Come sarà la grande Triennale del 2019, affidata alla curatrice design del MoMA

Scritto da Lucia Tozzi il 13 novembre 2017

Foto di Gianluca Di Ioia

Facendo sfoggio di una brutalità comunicativa poco comune nel giro ovattato del design, e molto apprezzata da certo pubblico, il sindaco Sala ha dichiarato in conferenza stampa che la scorsa Triennale, quella inaugurata in concomitanza alla sua EXPO nel 2015, era senza mezzi termini scarsa. E che questa volta invece si è pensato in grande, chiamando un’unica curatrice, la donna più potente del design mondiale, la curatrice al MoMA da molti lustri Paola Antonelli. Come dargli torto, in effetti? un colpo da novanta per Milano, un taglio netto alle beghe locali: l’autorevolezza della Antonelli e di una partnership con il MoMA è indiscussa.
Paola-antonelli-triennale-milano
I capelli raccolti, e un italiano anglofono di cui ha chiesto pubblicamente venia, Antonelli si è lanciata in una scenografica corrida di presentazione della sua Triennale, ovviamente ancora tutta fatta di intenzioni e suggestioniperché, al contrario della XXI, l’annuncio è stato fatto a quasi un anno e mezzo dalla data di inizio, il 1 marzo 2019. Il titolo è Broken Nature: Design Takes on Human Survival, non tradotto per iscritto ma oralmente reso come Natura Torta – o torturata.
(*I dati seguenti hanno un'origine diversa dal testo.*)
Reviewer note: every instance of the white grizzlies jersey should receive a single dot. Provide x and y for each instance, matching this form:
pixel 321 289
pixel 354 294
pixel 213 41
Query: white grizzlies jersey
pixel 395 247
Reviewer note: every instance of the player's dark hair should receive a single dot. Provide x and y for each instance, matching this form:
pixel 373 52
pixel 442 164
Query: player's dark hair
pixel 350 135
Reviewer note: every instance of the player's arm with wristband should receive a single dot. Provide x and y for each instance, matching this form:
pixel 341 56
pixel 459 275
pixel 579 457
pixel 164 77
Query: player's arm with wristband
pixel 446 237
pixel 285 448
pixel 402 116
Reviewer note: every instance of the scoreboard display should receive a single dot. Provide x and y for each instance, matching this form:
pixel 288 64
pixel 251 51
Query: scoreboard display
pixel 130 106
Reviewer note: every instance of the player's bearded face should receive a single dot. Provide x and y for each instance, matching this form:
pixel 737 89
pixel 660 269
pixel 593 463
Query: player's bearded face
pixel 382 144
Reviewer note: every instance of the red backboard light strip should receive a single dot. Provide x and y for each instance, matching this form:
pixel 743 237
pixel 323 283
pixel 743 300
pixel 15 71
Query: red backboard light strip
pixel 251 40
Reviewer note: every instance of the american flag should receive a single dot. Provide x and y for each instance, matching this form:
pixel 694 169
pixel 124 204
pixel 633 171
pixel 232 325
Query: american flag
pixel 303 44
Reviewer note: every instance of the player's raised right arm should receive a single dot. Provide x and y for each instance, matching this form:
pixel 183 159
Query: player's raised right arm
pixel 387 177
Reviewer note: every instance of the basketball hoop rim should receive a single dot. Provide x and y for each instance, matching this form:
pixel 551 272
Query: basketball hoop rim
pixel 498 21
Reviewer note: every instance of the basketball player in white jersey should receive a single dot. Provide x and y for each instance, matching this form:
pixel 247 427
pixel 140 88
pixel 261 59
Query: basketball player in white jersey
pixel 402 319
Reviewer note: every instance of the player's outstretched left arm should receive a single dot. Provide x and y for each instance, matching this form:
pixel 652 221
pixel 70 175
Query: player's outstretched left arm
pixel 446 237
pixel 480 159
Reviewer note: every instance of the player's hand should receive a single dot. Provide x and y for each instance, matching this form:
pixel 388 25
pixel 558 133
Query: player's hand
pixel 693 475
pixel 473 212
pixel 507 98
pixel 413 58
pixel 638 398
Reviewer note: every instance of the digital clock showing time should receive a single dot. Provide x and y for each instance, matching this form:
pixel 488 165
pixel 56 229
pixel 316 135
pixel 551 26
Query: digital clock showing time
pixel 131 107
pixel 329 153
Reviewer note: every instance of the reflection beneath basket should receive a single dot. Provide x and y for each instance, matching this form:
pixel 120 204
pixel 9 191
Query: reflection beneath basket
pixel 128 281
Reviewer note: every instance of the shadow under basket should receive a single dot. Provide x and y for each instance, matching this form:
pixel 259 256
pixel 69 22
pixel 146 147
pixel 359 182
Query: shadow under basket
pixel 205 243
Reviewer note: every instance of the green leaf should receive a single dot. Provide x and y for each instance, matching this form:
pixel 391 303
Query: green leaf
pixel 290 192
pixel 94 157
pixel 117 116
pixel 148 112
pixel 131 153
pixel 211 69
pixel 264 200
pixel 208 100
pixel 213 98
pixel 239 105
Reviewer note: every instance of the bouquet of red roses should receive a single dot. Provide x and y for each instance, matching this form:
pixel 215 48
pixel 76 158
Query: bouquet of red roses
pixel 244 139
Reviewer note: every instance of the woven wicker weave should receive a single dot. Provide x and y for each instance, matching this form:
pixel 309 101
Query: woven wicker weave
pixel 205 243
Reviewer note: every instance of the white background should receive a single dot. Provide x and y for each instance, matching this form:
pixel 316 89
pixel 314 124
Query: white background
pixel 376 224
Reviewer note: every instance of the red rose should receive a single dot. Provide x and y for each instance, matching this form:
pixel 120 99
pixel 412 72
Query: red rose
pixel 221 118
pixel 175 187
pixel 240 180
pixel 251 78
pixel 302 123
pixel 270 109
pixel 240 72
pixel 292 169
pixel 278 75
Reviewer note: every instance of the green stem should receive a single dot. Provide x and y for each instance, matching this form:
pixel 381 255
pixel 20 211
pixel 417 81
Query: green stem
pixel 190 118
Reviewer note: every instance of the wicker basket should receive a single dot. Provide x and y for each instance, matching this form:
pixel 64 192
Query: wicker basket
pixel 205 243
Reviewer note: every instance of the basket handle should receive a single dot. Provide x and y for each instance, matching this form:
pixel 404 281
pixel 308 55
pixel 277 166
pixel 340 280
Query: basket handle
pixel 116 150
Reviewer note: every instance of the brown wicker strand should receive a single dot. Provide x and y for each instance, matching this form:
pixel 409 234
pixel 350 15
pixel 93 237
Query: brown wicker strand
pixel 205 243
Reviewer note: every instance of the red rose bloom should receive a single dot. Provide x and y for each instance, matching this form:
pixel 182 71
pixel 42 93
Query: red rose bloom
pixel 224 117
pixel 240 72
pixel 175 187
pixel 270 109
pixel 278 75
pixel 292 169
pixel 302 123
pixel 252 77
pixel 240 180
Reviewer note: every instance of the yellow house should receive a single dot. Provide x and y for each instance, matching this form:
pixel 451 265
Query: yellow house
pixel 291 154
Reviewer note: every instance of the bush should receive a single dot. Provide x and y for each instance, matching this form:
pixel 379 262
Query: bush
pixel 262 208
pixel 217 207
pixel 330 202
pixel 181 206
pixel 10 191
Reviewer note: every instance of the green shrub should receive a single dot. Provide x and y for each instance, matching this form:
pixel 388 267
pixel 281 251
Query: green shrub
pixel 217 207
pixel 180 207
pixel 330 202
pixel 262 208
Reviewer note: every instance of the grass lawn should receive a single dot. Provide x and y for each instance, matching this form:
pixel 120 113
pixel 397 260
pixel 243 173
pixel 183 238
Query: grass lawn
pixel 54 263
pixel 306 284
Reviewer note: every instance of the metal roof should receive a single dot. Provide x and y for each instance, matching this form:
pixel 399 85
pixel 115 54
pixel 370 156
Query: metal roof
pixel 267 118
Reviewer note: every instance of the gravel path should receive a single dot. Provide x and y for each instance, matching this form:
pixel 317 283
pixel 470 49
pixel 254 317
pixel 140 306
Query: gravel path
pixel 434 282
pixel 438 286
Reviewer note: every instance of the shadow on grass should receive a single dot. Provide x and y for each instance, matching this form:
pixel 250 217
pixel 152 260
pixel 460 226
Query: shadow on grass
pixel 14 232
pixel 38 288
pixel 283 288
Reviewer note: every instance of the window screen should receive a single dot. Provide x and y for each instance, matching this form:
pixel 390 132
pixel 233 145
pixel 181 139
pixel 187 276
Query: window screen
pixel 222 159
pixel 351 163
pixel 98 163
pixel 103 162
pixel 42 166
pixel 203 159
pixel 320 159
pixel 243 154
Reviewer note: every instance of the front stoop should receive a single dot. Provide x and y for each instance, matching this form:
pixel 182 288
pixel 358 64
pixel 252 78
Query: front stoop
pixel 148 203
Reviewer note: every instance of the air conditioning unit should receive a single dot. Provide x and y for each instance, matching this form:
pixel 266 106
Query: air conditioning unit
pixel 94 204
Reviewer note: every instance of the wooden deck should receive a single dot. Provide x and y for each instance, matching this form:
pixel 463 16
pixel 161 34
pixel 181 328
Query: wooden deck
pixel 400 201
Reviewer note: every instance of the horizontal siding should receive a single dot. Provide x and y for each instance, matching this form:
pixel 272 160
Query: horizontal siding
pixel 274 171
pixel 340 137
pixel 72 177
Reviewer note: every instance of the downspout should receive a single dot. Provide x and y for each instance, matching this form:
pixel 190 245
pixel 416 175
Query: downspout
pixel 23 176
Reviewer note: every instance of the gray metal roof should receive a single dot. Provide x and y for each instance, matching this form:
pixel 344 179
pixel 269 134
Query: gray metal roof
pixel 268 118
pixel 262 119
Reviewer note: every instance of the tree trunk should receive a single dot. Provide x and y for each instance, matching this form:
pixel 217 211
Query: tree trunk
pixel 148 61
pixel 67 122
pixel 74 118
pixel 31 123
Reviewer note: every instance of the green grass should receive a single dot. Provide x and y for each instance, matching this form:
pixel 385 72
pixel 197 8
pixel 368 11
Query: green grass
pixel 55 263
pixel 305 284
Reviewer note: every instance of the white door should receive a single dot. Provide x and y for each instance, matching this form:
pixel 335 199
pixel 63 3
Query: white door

La prima slide era una domanda sulla foto del COP23 a Bonn sul Climate Change: perché il design è assente dal summit?
Ecco, lo spirito della Triennale sarà questo: il design riguarda le grandi questioni dell’umanità, come il LAVORO, le MIGRAZIONI ovviamente, e le DINAMICHE SOCIALI. Ed è, o dovrebbe e potrebbe essere rilevante per loro. Non si parla di natura in senso idillico, né di ecologia old style. Qui si ricercano quei modi di progettare che mettono l’uomo nelle condizioni di confrontarsi, in primo luogo, con il disastro che il capitalismo ha provocato alla natura e all’umanità stessa, e poi di pensare come sopravvivere alla ormai realistica Sesta Estinzione (la nostra) e agli sconvolgimenti ambientali, di classe e di censo che ci aspettano.
Le questioni più calde riguardano perciò la rappresentazione oltre che le soluzioni, come nelle cartografie dinamiche delle migrazioni elaborate da Diller&Scofidio con Virilio (EXIT, Fondation Cartier, 2015).

Di sicuro la persona più citata è stata Neri Oxman, con i suoi diagrammi, il silk pavillion e le sue maschere mortuarie

Neri Oxman, Vespers
Neri Oxman, Vespers
Un campo di indagine importantissimo è quello della progettazione per la sopravvivenza in condizioni estreme, come in Antartide o nello smog megalopolitano, dall’India alla Pianura Padana.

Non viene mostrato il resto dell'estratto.